An allowance helps kids understand that money is a limited resource and that once spent, its gone. Giving kids an allowance that increases as they age with a list of things that they now need to pay for out of their allowance (like candy or certain toys) gets kids used to making choices about how to spend their money. Generally, $1 to $2 per week is plenty at this age.
Ages seven to nine:
Teaching kids about delayed gratification and saving for a goal versus spending their money all at once as soon as its in hand will go a long way to helping kids develop into financially successful adults. Implement a rule that they need to save a portion of every allowance and then help them to figure out what they are saving for. Remember though, to a seven-year-old, the future is probably sometime next week, so it will only discourage or frustrate them if they delay the gratification for too long! After all, the lesson is really about getting a reward after the hard work of saving. If they seem frustrated that the money takes so long to add up, remind them they can boost the amount by saving birthday or tooth fairy money.
Ages nine to eleven:
By now, kids understand value and each time you shop with them you can show them how unit pricing works. Demonstrating that similar products are sold under different brand names often at different price points helps them to spot a sale or select the item that keeps more money in the family pockets. Clipping coupons can be a job, or chore, for them and as a reward, you can pass on a small portion of the savings on to them. Consider opening a bank account in the child’s name just for coupon savings – it can add up quickly and become quite the incentive!
Ages eleven to thirteen:
At this age, kids are ready to work outside the home doing babysitting, dog walking and yard work. And they can earn extra money at home like weeding or washing the family car – chores you might actually pay someone else to do. When kids work, they not only hold the money they’ve earned at a greater value, they may be more reluctant to spend it. This in turn can help them become more responsible, consuming adults.
Age thirteen to fifteen:
This is a great age to introduce the power of plastic. Kids see you swiping debit and credit cards for most purchases, so the next step is to include them when you reconcile statements and then write the check for the credit card bill. Help them to understand that there’s real money involved and that if you don’t pay up, interest will add up and then things can get out of hand.

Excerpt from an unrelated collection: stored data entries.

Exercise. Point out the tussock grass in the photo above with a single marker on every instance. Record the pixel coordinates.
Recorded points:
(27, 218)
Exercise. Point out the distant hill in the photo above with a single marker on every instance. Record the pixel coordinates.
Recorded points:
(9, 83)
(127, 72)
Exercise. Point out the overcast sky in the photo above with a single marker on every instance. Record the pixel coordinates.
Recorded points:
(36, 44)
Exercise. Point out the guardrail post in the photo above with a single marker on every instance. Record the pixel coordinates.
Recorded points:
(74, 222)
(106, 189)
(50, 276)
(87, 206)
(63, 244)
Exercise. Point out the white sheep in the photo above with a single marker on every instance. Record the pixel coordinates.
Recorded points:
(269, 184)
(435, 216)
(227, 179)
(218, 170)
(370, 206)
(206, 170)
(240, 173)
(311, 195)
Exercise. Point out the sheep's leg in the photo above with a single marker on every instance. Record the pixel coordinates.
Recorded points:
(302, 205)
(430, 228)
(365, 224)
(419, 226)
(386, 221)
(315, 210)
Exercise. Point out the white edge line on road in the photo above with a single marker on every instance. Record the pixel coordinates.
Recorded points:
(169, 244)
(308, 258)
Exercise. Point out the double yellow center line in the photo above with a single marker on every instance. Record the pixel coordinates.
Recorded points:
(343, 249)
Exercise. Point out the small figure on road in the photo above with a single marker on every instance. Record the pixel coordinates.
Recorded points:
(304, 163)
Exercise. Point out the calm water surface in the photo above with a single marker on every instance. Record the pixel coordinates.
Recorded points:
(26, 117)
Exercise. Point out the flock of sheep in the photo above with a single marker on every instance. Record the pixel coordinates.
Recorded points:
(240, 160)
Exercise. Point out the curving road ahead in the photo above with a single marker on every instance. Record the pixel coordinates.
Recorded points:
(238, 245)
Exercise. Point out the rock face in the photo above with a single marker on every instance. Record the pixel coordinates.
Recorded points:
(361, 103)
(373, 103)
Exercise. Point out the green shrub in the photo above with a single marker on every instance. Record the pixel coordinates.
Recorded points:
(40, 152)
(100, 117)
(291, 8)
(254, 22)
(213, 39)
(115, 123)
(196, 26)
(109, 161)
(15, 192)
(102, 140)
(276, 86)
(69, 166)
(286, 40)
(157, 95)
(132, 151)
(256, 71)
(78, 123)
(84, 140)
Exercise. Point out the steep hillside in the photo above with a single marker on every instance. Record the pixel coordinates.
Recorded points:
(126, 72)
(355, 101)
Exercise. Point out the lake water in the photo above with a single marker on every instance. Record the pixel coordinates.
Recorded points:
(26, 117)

Open a savings account they can use for their allowance and give them a debit/ATM card associated with the account. Then show them how to check their balance online.
Age fifteen to eighteen:
View college applications as a powerful learning tool as you and your kids work through their options about how much you can afford and how much might fall on their shoulders if borrowing is needed to make up the difference to cover costs. Show them how much monthly payments will be after graduation for college loans and encourage them to apply to schools at a variety of price ranges. Scholarships and financial aid packages can begin to look pretty attractive once reality sets in.
Age eighteen +:
Now is the time for serious budgeting. Help your kids by breaking down their budget into months and then weeks so they know how much money they can spend within a given time period. Resist bailing them out if they get into trouble…it’s hard to do unless something unusual comes up (like a car repair). Letting them adjust their spending to meet their budget will almost guarantee they will not call you every time they get into money trouble simply because they know you’ll come through.